Specifically, Appellant fails to explain “when he first learned that counsel failed
to file an appeal.” PCRA Court Opinion (PCO), 2/12/24, at 5. Appellant’s first
PCRA petition was dismissed on January 21, 2021, and he did not file his pro
se PCRA petition seeking reinstatement of his right to appeal from that
dismissal until June 15, 2022. Thus, well over one year passed from the
dismissal of Appellant’s first petition and his filing of his instant petition
seeking reinstatement of his appeal rights. Without any information regarding
when, and how, Appellant discovered that his prior PCRA counsel failed to file
an appeal on his behalf, we cannot discern whether he filed his instant petition
within one year of that discovery as required by section 9545(b)(2).

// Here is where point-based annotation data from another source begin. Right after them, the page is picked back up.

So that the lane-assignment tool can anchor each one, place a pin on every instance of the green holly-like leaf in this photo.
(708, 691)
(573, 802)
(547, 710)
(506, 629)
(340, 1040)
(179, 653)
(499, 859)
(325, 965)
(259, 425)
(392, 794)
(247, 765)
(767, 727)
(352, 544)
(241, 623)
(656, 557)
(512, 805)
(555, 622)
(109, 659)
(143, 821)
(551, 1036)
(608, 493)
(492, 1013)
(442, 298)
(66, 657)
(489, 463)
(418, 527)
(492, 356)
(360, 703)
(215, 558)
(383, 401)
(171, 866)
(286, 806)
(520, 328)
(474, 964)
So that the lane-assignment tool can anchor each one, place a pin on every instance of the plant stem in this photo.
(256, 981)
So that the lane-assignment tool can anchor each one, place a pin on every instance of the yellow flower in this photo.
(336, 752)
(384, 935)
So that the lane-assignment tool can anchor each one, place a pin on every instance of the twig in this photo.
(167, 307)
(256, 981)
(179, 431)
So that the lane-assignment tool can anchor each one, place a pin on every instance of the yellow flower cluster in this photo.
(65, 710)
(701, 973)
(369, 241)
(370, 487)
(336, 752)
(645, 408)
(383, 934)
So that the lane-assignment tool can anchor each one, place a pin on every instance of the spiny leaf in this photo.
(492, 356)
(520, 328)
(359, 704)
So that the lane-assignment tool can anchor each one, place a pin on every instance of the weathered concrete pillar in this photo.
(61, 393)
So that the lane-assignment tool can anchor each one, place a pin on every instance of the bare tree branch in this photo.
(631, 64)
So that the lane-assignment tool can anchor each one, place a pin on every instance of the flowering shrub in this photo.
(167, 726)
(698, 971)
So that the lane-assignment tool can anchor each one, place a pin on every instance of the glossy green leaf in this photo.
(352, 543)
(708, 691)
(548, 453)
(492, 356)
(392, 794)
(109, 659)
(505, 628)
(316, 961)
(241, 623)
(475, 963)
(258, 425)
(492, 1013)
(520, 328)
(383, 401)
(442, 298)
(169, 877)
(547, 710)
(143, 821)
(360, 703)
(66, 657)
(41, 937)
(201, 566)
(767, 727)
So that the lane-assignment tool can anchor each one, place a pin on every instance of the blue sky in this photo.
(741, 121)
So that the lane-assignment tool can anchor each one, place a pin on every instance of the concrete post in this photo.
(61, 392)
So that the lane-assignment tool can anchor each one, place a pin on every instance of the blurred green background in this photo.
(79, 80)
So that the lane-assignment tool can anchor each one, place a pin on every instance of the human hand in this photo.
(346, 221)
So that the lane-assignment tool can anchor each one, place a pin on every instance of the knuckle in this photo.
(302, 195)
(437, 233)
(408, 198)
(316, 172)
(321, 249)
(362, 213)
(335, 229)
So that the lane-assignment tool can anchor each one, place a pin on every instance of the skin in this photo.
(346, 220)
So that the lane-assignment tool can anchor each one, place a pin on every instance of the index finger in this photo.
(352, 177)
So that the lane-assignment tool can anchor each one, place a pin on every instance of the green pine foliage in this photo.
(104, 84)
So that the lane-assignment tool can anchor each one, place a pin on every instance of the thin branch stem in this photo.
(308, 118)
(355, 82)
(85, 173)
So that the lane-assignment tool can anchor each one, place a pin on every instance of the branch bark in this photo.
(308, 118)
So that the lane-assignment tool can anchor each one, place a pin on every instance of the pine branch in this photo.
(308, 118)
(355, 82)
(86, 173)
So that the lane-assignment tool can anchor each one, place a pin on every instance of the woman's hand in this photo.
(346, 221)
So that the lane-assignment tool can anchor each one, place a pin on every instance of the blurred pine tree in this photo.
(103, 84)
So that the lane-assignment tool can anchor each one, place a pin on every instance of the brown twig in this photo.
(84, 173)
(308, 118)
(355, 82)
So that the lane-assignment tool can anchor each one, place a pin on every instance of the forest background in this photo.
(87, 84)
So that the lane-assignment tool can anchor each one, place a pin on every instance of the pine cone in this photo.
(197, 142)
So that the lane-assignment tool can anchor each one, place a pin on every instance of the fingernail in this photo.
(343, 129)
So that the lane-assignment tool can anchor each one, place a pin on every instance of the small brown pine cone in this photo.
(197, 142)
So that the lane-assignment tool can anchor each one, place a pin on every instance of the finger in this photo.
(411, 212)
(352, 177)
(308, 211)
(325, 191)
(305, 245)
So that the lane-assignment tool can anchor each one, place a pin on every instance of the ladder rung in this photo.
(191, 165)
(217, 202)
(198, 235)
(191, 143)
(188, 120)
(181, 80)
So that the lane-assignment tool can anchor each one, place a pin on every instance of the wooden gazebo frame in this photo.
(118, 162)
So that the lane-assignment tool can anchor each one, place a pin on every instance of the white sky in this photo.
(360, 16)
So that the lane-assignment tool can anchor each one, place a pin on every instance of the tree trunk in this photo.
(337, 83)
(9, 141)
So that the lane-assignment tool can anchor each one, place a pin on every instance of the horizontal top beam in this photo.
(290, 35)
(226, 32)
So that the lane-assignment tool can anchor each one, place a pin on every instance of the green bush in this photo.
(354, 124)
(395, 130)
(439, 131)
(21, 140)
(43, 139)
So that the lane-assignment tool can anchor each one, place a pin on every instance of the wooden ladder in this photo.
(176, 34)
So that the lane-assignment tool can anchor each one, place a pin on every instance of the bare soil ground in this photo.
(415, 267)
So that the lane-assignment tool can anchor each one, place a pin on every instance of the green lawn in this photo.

Accordingly, we are without jurisdiction to examine Appellant’s claim that his
prior PCRA counsel abandoned him, which he more fully develops in his second
issue on appeal.
Finally, we note that in his third appellate issue, Appellant argues that,
[i]n his pro se filing, [he] sought additional relief based on the realization of evidence that was not available at trial and could not have become known to him through the exercise of due diligence. The PCRA court completely ignored this filing. Appellant was entitled to review of this pro se filing, and the PCRA court’s failure to consider the filing constitutes a violation of [A]ppellant’s procedural due process rights. The Superior Court should remand this matter to the PCRA court with instructions to provide a decision on the merits of [A]ppellant’s pro se filing.
Appellant’s Brief at 18.
-7- J-S48043-24
Again, no relief is due, as we discern no error in the court’s failing to
address Appellant’s pro se claim that he has discovered exculpatory evidence.
In Appellant’s pro se petition, he cursorily claimed that his trial counsel was
ineffective for “fail[ing] to present exculpatory evidence” and that, had it been
“properly presented[,]” it would have changed “the outcome of the verdict….”
Pro Se PCRA Petition, 9/8/21, at 3 (unnumbered). Appellant did not explain
at all what this exculpatory evidence is or how he discovered it. Likewise,
when Appellant’s current PCRA counsel filed an amended petition on
Appellant’s behalf, he made no mention of exculpatory evidence or develop
this claim in any way. Instead, counsel solely argued that Appellant’s prior
PCRA counsel was ineffective for not filing an appeal on his behalf.
Accordingly, we conclude that the PCRA court did not err in declining to
consider Appellant’s brief mention, in his pro se petition, of exculpatory
evidence.2 ____________________________________________
2 Moreover, we recognize that Appellant subsequently filed several pro se documents, including another PCRA petition, alleging that he discovered new, exculpatory evidence that certain police officers involved in his case had been engaged in misconduct in other, unrelated cases. However, the PCRA court did not err in declining to consider these filings. Our Supreme Court has expressly prohibited hybrid representation. See Commonwealth v. Ellis, 626 A.2d 1137, 1138-39 (Pa. 1993). Additionally, in Commonwealth v. Pursell, 724 A.2d 293 (Pa. 1999), the Court extended Ellis’s prohibition on hybrid-representation to post-conviction proceedings, declaring that it “will not require courts considering PCRA petitions to struggle through the pro se filings of defendants when qualified counsel represent those defendants.” Id. at 302. Thus, the Pursell Court found “no basis … to conclude that the PCRA court abused its discretion when it refused to consider the issues raised in [Pursell’s] pro se pleading.” Id. We conclude that the same is true in the (Footnote Continued Next Page)
-8- J-S48043-24
Order affirmed.
Date: 2/20/2025
instant case, and that the PCRA court did not abuse its discretion by not considering Appellant’s pro se filings after his counsel was appointed.